家庭や地域社会の現状を見るとき,家族の結びつきや地域社会の連帯意識は弱くなっている。社会体験や自然体験,生活体験が著しく不足し,充実した生活が送れず,ストレスを持っている子供がかなりいる。このため,子供たちにゆとりや心の豊かさを持たせ,多様な価値や,他人を思いやる心を育てたい。さらには自己表現を豊かにしたり,自ら課題を見つけ,自ら学び,自ら考え判断し,行動して,よりよく問題を解決していく資質や能力を育てることが一層重視されなければならない。しかし,これらの理念と現実とはあまりにもかけはなれている。

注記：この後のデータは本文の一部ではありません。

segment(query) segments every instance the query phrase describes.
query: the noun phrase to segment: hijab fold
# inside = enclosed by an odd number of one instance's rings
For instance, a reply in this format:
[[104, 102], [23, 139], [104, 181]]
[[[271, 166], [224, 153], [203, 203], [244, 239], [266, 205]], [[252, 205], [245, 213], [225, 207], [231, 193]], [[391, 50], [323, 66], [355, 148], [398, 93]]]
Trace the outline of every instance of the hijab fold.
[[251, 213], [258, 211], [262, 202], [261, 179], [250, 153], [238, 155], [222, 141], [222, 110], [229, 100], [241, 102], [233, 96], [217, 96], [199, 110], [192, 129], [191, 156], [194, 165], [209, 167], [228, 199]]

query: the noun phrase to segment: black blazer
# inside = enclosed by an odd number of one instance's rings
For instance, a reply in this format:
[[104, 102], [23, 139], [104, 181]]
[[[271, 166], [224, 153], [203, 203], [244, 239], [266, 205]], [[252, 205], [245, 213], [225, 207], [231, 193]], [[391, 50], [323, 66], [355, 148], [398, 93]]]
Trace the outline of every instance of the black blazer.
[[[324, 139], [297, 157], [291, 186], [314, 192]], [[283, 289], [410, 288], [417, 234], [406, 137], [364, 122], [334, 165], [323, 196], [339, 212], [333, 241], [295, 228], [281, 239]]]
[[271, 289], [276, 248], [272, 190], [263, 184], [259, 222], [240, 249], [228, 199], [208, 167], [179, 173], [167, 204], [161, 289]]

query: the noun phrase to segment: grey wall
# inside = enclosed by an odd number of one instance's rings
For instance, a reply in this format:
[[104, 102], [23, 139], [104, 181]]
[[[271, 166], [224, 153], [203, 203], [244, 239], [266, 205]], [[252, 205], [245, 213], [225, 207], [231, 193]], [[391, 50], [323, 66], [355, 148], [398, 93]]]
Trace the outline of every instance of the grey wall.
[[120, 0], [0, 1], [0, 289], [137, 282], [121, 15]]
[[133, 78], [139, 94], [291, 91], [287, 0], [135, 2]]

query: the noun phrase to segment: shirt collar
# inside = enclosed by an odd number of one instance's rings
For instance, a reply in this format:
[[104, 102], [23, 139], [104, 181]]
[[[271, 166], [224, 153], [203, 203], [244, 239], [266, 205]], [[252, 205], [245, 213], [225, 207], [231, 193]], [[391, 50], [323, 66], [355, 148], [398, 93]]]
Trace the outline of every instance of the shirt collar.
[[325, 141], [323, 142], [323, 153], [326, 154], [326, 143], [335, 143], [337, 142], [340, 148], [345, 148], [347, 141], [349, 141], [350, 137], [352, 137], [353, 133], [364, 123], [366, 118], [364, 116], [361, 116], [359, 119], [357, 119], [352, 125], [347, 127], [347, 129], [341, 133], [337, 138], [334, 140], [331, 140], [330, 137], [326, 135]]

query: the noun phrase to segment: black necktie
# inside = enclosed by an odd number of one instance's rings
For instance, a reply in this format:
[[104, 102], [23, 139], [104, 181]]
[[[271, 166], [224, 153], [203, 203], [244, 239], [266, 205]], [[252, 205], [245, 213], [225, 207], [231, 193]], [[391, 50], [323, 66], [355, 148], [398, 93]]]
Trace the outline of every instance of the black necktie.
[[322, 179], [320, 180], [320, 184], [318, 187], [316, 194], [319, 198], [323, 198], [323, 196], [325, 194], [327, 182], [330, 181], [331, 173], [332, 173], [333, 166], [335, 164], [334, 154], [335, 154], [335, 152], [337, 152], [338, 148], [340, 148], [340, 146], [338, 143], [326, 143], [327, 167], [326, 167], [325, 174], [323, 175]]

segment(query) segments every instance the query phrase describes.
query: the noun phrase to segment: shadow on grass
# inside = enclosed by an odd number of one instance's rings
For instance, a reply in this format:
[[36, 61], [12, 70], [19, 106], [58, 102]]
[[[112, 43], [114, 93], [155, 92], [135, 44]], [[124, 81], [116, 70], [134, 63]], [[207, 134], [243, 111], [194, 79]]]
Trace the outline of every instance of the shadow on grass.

いまや教育者は,歴史と現実,世界の動向と我が国の現状,教育理論と実践,国の学習指導の基準と学校や地域の具体的実践等々,多くの葛藤の中から今日の教育状況を切り開き解決の道を見つけなければならない。
このような今日の教育をめぐる状況を捉え,教育研究の水準の向上と理論的なフレームワーク,教育の実践的な課題と解決方法,新しい学習指導要領に基づく実践の基礎を具体的に明らかにし,世紀の教育研究と実践の進展のために,さらには混迷する教育の問題解決の一助たらんとして,本書を企画し,編集した次第である。
本書は,それぞれの学問領域の第一人者に基礎用語の選定をいただき,執筆に当たっては優れた研究者,教育者等からご協力を賜った。編集や執筆の多大な努力と労苦に感謝を申し上げたい。さらに,明治図書の江部満,樋口雅子両氏ほかに格別のお世話になった。心から謝意を表したい。